Religious Right activists say they’re fighting to save religious liberty in America from the gay rights movement, but many of the same leaders are happy to partner with the most religiously repressive regimes in order to resist advances toward LGBT equality around the world.
Consider Monday’s “Uniting Nations for a Family Friendly World” event at the United Nations. It was sponsored by anti-gay and anti-choice groups like the Center for Family and Human Rights (C-Fam, formerly known as the Catholic Family and Human Rights Institute) and Family Watch International, which work to keep LGBT-friendly language out of international documents and agreements. Their cosponsors included the 25 countries that make up the Group of Friends of the Family (GoFF), a coalition of UN member states created last year to “reaffirm that the family is the natural and fundamental group unit of society and is entitled to protection by society and the State.”
Among the freedom-loving members of GoFF whose representatives spoke at Monday’s “high-level event” was Iran, which the U.S. Commission for International Religious Freedom has just accused of seeking to “eradicate” the country’s Baha’is.

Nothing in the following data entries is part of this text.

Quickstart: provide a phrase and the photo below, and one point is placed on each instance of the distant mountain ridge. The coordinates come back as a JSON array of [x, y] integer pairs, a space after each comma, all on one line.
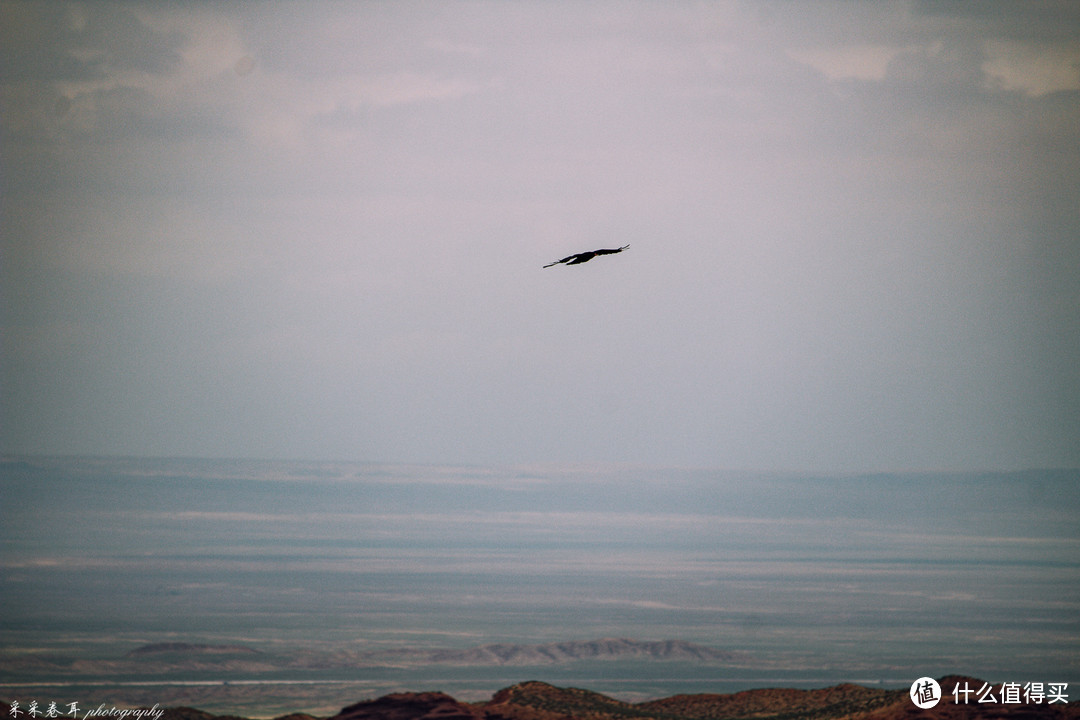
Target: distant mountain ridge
[[174, 654], [539, 701], [551, 653]]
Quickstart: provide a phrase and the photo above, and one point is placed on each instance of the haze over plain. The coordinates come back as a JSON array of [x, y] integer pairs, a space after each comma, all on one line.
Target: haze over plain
[[316, 230]]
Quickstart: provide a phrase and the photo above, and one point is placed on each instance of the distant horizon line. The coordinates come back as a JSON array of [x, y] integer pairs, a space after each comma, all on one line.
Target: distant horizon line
[[562, 465]]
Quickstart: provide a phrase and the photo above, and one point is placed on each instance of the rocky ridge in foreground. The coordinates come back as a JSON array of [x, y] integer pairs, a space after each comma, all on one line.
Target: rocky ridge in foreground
[[539, 701]]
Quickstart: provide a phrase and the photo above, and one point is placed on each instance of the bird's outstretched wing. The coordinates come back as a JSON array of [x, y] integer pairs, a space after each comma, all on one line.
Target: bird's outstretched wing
[[563, 260], [611, 252], [585, 257]]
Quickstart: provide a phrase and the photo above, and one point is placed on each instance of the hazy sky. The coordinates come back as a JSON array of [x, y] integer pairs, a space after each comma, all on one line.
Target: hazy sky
[[315, 230]]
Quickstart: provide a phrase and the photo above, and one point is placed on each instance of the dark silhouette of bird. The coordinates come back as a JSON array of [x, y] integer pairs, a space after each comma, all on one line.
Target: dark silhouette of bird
[[585, 257]]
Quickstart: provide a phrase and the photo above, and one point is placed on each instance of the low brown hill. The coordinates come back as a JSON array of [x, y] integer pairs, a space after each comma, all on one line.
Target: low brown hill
[[538, 701], [410, 706], [837, 702]]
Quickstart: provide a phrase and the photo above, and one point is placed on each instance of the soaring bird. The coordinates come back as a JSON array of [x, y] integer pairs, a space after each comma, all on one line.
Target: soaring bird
[[585, 257]]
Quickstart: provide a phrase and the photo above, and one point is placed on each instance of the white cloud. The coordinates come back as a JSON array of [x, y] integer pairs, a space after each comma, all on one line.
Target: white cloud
[[866, 62], [1034, 69]]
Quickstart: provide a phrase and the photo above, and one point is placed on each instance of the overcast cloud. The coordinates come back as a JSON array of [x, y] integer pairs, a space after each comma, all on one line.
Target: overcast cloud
[[315, 230]]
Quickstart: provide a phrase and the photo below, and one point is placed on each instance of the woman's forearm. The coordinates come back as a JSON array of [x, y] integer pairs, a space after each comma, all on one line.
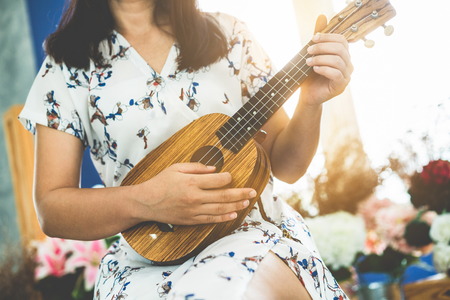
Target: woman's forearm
[[296, 144], [87, 214]]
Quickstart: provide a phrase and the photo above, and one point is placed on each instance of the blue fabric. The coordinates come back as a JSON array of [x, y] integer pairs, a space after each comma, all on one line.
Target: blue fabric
[[44, 17], [371, 277]]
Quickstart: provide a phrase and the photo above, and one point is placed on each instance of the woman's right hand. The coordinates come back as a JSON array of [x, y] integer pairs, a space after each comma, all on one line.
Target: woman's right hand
[[190, 193]]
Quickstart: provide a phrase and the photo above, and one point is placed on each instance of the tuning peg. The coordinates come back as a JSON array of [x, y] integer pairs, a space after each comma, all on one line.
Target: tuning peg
[[368, 43], [388, 30]]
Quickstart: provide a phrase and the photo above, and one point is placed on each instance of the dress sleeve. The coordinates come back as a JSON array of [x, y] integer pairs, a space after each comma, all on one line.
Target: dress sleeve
[[51, 100], [256, 66]]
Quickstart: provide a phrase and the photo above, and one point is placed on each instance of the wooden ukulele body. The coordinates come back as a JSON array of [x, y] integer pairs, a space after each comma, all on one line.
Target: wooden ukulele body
[[250, 167]]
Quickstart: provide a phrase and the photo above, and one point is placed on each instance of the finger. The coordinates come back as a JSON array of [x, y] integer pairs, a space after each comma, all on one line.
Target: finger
[[330, 38], [217, 209], [207, 219], [332, 61], [213, 181], [228, 195], [336, 49], [321, 23], [193, 168], [332, 74]]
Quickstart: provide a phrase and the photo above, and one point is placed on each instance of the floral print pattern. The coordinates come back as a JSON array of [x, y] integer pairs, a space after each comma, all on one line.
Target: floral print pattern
[[123, 109]]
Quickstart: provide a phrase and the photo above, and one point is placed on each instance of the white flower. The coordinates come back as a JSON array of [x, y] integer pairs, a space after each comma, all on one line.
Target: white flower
[[440, 229], [339, 237], [441, 257]]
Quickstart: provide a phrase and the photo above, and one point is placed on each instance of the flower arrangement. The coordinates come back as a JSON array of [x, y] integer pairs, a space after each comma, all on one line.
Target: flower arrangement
[[340, 243], [440, 234], [430, 187], [66, 269], [387, 251]]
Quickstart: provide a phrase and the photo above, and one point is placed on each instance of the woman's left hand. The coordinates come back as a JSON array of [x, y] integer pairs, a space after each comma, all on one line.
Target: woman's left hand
[[332, 69]]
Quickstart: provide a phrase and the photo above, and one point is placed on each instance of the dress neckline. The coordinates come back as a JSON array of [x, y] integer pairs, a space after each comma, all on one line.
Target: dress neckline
[[170, 64]]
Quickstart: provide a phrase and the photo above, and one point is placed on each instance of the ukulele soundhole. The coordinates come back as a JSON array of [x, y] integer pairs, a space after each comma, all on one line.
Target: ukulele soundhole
[[210, 156]]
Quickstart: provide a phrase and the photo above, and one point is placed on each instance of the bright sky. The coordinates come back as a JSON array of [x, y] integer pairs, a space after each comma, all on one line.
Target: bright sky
[[396, 85]]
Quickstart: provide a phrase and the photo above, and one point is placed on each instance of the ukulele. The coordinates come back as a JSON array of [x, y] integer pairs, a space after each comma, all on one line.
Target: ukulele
[[227, 143]]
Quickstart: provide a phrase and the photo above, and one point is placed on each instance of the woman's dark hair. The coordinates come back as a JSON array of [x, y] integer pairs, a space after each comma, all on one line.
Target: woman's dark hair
[[85, 23]]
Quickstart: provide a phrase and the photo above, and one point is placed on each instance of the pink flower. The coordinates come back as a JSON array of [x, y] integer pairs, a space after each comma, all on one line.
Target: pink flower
[[51, 257], [87, 255]]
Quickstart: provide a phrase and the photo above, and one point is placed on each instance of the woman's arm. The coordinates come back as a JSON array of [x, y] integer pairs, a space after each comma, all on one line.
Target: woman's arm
[[188, 193], [292, 144]]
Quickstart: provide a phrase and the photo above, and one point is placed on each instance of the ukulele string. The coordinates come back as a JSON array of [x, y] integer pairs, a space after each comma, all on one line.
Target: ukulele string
[[266, 94]]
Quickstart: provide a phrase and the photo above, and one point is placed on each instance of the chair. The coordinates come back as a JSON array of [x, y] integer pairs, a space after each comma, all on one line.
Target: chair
[[20, 149], [429, 289]]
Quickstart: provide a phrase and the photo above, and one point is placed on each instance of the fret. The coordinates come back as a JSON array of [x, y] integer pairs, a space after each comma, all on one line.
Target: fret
[[249, 119]]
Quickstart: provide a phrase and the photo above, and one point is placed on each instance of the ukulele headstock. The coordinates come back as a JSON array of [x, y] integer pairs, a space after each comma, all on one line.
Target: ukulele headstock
[[361, 17]]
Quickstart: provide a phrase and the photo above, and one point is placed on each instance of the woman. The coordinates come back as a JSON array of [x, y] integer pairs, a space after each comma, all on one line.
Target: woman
[[124, 75]]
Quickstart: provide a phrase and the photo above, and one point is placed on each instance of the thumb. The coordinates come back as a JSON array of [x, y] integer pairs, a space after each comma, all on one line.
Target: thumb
[[321, 23], [194, 168]]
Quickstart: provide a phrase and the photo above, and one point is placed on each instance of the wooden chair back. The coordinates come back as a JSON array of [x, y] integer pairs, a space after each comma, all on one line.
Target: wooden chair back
[[20, 149]]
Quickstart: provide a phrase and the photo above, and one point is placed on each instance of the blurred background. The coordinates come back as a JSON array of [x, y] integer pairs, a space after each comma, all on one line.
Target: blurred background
[[391, 122]]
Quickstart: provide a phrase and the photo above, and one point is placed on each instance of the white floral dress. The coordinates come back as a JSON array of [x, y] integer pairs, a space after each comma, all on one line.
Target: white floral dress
[[124, 109]]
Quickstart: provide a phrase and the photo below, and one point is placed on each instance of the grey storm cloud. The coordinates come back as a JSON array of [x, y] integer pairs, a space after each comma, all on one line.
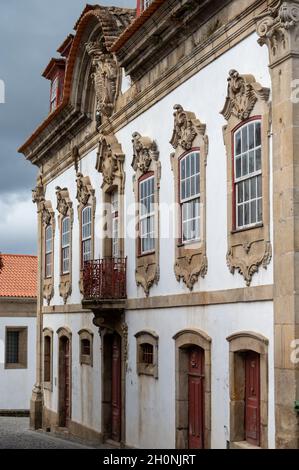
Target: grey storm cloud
[[30, 33]]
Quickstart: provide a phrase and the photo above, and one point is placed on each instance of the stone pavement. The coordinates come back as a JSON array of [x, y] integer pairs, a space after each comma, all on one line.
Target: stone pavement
[[15, 434]]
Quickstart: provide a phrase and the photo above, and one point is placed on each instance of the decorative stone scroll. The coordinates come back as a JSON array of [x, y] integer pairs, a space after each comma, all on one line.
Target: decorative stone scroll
[[248, 249], [146, 161], [189, 135], [105, 76], [278, 28], [110, 162]]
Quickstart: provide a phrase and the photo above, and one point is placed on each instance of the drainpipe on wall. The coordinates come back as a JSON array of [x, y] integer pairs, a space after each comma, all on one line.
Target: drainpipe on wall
[[36, 403]]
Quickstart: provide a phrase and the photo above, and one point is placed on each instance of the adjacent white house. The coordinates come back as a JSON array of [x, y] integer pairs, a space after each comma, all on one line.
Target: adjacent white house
[[18, 291]]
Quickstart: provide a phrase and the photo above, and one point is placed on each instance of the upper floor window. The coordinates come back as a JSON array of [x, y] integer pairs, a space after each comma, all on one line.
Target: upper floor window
[[147, 214], [190, 197], [54, 94], [115, 224], [248, 175], [48, 251], [65, 245], [86, 234]]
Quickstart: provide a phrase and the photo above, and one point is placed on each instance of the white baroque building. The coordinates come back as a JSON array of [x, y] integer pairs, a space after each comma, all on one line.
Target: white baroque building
[[167, 309]]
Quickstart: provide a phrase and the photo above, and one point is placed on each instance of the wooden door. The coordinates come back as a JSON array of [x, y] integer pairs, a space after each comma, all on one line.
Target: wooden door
[[64, 383], [196, 398], [252, 398], [116, 388]]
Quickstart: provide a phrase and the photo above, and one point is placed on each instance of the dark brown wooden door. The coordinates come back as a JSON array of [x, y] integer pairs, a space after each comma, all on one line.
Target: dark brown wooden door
[[196, 398], [252, 398], [116, 388], [64, 383]]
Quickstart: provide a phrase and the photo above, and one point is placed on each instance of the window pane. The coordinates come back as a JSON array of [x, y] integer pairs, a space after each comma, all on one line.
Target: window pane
[[12, 347], [238, 143], [258, 141]]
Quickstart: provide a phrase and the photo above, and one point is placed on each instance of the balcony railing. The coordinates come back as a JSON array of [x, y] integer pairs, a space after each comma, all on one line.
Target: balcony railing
[[105, 279]]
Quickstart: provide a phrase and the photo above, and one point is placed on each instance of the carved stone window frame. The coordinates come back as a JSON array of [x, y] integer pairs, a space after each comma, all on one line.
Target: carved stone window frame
[[189, 135], [48, 332], [48, 218], [147, 337], [86, 334], [65, 209], [248, 248], [110, 163], [146, 164], [86, 198], [184, 340], [239, 343]]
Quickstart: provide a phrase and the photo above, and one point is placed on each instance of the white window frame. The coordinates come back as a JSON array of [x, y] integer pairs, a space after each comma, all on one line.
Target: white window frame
[[54, 92], [86, 234], [48, 251], [188, 198], [250, 154], [65, 244], [115, 224], [147, 216]]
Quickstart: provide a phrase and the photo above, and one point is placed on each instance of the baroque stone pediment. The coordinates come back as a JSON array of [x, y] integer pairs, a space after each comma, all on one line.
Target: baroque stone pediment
[[84, 189], [145, 152], [186, 128], [105, 77], [242, 95], [64, 204], [110, 161], [276, 25]]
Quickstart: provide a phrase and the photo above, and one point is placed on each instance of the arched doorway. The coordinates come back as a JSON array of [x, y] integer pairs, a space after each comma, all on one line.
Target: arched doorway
[[64, 377], [193, 390], [112, 390]]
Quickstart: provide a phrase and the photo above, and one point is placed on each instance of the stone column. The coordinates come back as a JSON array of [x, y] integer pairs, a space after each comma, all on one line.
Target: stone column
[[36, 403], [278, 28]]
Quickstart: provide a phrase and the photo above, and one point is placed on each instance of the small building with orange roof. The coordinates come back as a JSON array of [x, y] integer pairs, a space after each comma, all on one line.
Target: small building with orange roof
[[18, 297]]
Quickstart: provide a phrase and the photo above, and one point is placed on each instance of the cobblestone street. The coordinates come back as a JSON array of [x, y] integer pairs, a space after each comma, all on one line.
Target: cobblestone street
[[15, 434]]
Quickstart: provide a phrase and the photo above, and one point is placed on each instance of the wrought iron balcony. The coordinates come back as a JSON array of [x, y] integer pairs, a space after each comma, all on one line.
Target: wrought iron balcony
[[104, 280]]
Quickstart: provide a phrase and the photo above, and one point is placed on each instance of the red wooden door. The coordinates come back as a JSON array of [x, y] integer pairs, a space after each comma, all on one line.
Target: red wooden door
[[116, 388], [252, 398], [196, 398], [65, 383]]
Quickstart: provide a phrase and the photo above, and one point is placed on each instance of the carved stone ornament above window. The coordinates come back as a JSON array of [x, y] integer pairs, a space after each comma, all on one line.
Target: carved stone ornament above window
[[249, 248], [84, 189], [145, 152], [243, 93], [146, 160], [278, 28], [65, 208], [189, 136], [105, 77], [186, 128], [110, 162]]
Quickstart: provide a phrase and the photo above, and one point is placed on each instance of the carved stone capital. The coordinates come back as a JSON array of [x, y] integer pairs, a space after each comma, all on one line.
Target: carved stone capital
[[145, 151], [64, 204], [105, 77], [242, 95], [189, 269], [246, 259], [84, 189], [278, 28], [110, 162], [186, 128]]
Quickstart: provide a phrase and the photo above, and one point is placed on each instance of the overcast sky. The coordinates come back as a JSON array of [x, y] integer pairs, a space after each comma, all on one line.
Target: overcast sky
[[30, 33]]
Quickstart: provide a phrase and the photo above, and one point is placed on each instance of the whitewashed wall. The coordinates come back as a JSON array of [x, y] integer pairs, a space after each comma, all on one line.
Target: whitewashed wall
[[150, 406], [18, 383]]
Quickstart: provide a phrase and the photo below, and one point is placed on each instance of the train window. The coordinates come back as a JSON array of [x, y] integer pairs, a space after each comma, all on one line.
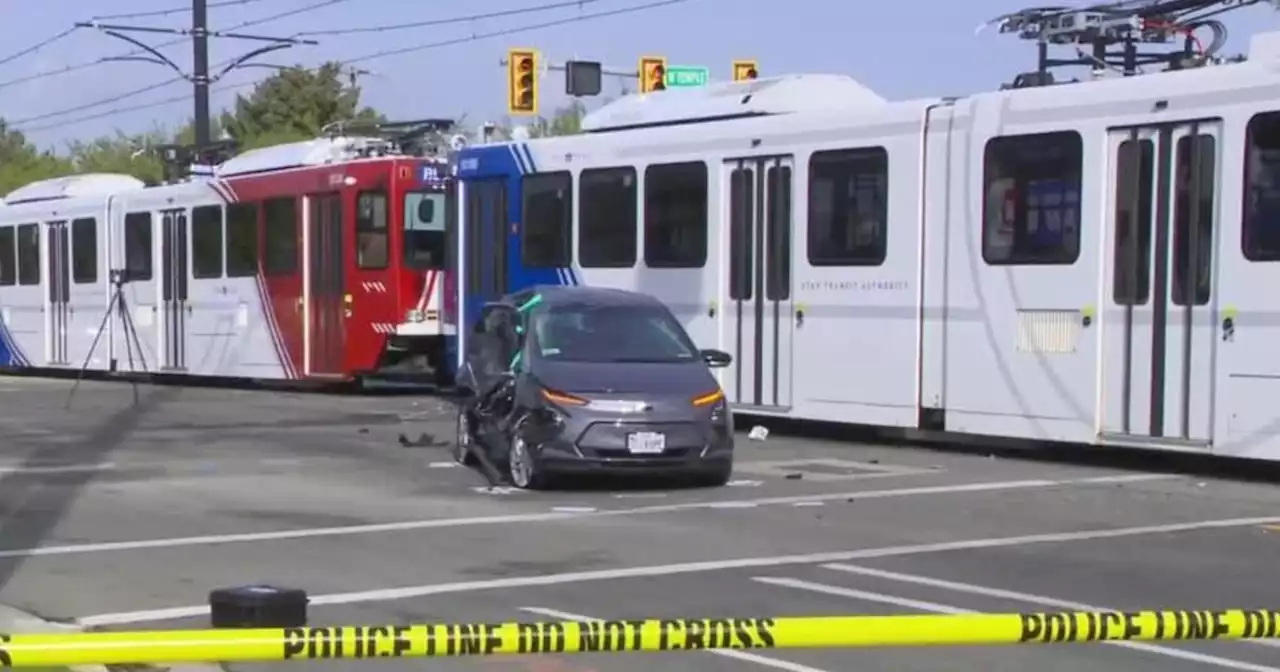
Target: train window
[[241, 240], [741, 225], [607, 218], [28, 254], [1032, 205], [1134, 164], [548, 219], [1193, 218], [675, 215], [848, 208], [424, 231], [1260, 236], [85, 250], [371, 237], [280, 236], [137, 246], [777, 183], [206, 242], [8, 257]]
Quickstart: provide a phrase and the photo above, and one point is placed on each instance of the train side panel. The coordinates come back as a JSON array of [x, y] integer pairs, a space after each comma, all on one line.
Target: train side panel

In fact, there’s a lot of overlap between GoFF members and countries identified by the Commission, currently chaired* by social conservative strategist Robert George, as the worst in the world for religious freedom: Saudi Arabia, Sudan, Russia, Turkmenistan, Tajikistan, Malaysia, Egypt, and Iraq. Also included in GoFF are countries where anti-LGBT religious and political leaders have been generating hostility and threatening the lives and freedoms of LGBT people, including Nigeria, Uganda, Indonesia, and Kyrgyzstan.